Mike Elder, who with his wife, Joanie, owns the Donleigh House, a recovery house in Columbia, said the county is in dire need of more facilities like theirs to foster supportive environments for those in recovery that can help connect them with long-term housing, jobs and other resources. Elder said that due to lack of space, he is forced to turn away a person a week from the house.

"You can't address the opioid crisis until you address the housing crisis," he said during the panel.

Barbara Allen, a substance abuse education advocate who has also lost three family members to substance abuse, echoed Elder's point, and specifically noted the need for more sober housing for women in the region.
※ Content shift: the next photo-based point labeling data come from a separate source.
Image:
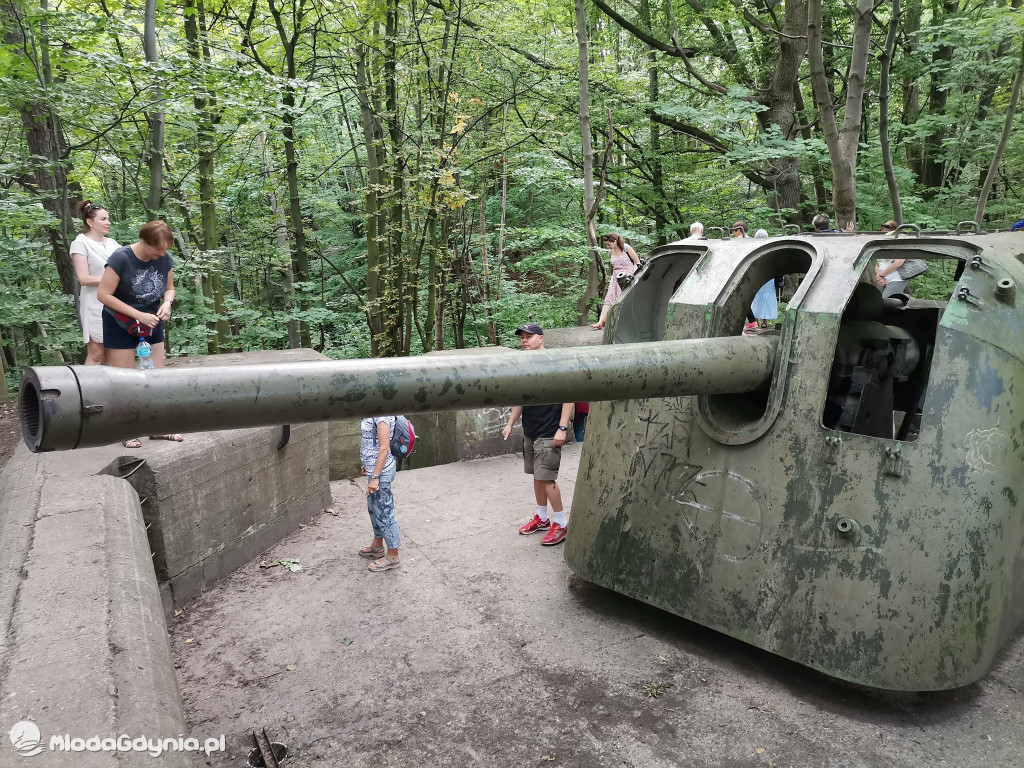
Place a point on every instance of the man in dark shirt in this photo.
(544, 429)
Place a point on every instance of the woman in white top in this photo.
(89, 253)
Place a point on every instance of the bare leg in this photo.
(548, 493)
(94, 353)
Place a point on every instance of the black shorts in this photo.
(116, 337)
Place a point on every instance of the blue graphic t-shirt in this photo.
(370, 445)
(142, 283)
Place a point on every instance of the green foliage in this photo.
(497, 102)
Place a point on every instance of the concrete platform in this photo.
(483, 649)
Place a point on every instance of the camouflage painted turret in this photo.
(841, 491)
(861, 514)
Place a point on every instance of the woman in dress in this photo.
(624, 261)
(136, 291)
(89, 252)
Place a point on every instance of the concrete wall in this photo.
(83, 640)
(224, 499)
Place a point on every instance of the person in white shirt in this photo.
(89, 252)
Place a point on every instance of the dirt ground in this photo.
(484, 649)
(10, 431)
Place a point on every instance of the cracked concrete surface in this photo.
(484, 649)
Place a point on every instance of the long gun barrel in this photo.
(71, 407)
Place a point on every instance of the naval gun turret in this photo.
(843, 491)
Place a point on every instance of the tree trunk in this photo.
(375, 259)
(4, 394)
(590, 202)
(47, 151)
(780, 100)
(485, 266)
(300, 257)
(1008, 124)
(288, 279)
(155, 156)
(195, 25)
(887, 155)
(843, 143)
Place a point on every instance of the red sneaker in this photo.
(555, 536)
(534, 525)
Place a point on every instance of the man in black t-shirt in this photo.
(544, 430)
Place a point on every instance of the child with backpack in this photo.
(380, 466)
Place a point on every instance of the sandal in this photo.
(385, 563)
(372, 551)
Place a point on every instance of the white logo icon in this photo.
(25, 736)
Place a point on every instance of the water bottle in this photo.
(143, 352)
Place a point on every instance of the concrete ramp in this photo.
(83, 642)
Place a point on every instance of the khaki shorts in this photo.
(541, 458)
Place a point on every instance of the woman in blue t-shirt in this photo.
(136, 291)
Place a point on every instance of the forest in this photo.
(389, 177)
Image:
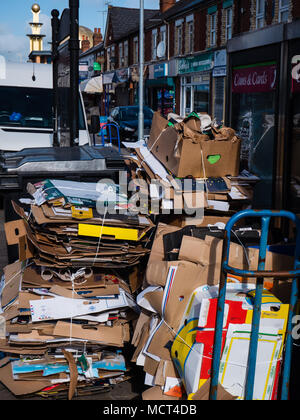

She also discussed the need for a greater understanding of the resources available to people suffering from addiction.

Statistics released earlier this month show a spike in the number of deaths in the county linked to heroin and powerful painkillers in the first three months of the year compared to the same period in 2016. Howard tied Montgomery – a county with nearly three times Howard's population – with 10 deaths, twice last year's number. On a per capita basis, the Howard deaths are alarming.

"Ignorance kills," Allen said.

Other panelists, including long-time county resident Diane Huss, who has worked with Optum Care Services and the Rouse Co. and is a member of Raising Addiction Awareness With Reality, said one of the keys to raising awareness of the disease is to bring the issue to people individually at the grassroots level.

Huss said she wanted to see more public-private partnerships and coordination between the county and faith-based organizations, as well as conversations happening in places such as senior centers, where grandparents often lack the tools and knowledge to discuss the issue with their grandchildren.

She added that one of the most important places to have conversations about drug abuse is within the family, charging parents with the responsibility of discussing it with their kids. The more conversations that happen, she said, the less the stigma.

"Everybody's got a past, everybody's got a closet," Huss said.